The presidential directive freezes foreign company assets, seizes their U.S. accounts and bans travel by their shareholders, investors and staff members, effectively cutting off their access to American financial systems.
GAESA, the Cuban business empire established in the 1990s, controls numerous enterprises ranging from vehicle rental services and retail outlets to transportation firms. The conglomerate partners with Meliá in hotel operations through its subsidiary company, Gaviota.
The Spanish firm represents one of Cuba’s most significant tourism industry allies. Before this partial exit, the company managed approximately 14,000 hotel rooms across the island.
Companies from Spain and Canada represent the largest foreign investors in Cuba’s hospitality industry, according to Lee Schlenker, a research associate at the Quincy Institute’s Global South program, a Washington think tank.
“With the lack of international tourism, the fuel shortages, and just the broader decline since COVID…I’m sure that these companies will be rethinking their operations in Cuba with major implications for the people of Cuba, not just GAESA,” he said. “There are thousands of Cubans who work in these hotels.”
Many of the properties Meliá abandoned in scenic locations including Varadero, Cayo Santa María and Jardines del Rey resort areas “were already closed and inactive due to energy problems and the drop in demand in Cuba,” Cubadebate reported.
Cuban officials have attributed prolonged power outages, water shortages, supply chain issues, healthcare system problems and widespread daily life disruptions to the U.S. energy blockade.
Workers in Cuba’s deteriorating tourism industry expressed dismay over Meliá’s decision.
“It’s going to affect us, our families, and everyone involved in tourism. Our pay and income depend on this,” said Erich López, a driver of a green 1950s Dodge who has been driving for two decades to support his family.
For Carlos Luis Carbonel, a 62-year-old parking attendant who works in front of the giant Meliá Cohiba hotel in Havana, the situation “is going to be a blow.”
“This is terrible for everyone: for tour guides, for parking attendants, for hotel workers, for everyone,” he said.
Additional major hospitality brands including Canadian-owned Royalton and Spain’s Iberostar have reduced or halted their Cuban operations within the past week.
Cuban tourism, which peaked at 4.3 million visitors in 2019, experienced a dramatic decline in first-quarter arrivals this year, dropping 48% compared to the same timeframe in 2025.
Just 298,000 tourists visited Cuba during January, February and March, down from 573,300 international visitors in the corresponding period last year, government statistics show.
On Wednesday, workers removed the massive, recognizable signage from the Royalton Paseo del Prado hotel at Old Havana’s entrance, The Associated Press confirmed during a site visit. The 500-room Iberostar Selection — also called Tower K — the most contemporary and upscale hotel scheduled to debut in 2025, towering more than 150 meters (490 feet) high, has remained shuttered for several days.
Air carriers including World2Fly, Air France and Iberia have scrapped flights to and from Cuba.

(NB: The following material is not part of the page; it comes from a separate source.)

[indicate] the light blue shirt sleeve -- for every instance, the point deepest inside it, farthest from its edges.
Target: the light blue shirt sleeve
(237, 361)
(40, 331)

Cuba’s Central Bank also announced Wednesday that Visa and MasterCard services on the island would be halted after foreign entities ended their relationships with FINCIMEX S.A., a Cuban financial agency connected to GAESA.
Last month, Canadian mining company Sherritt International Corp. signed a preliminary deal with Gillon Capital LLC, a family office tied to a former Trump adviser, to divest its ownership in a Cuban mining operation.
In late January, Trump warned of potential tariffs against any nation that sells or provides oil to Cuba, as his administration pushes for political and governmental changes. This action has intensified a crisis stemming from seven decades of U.S. economic restrictions.
Despite earlier talks between U.S. and Cuban representatives this year, relations have deteriorated. In late May, former President Raúl Castro faced charges in a U.S. indictment for his alleged involvement in shooting down two civilian planes flown by Miami-based exiles in 1996 over Cuban waters.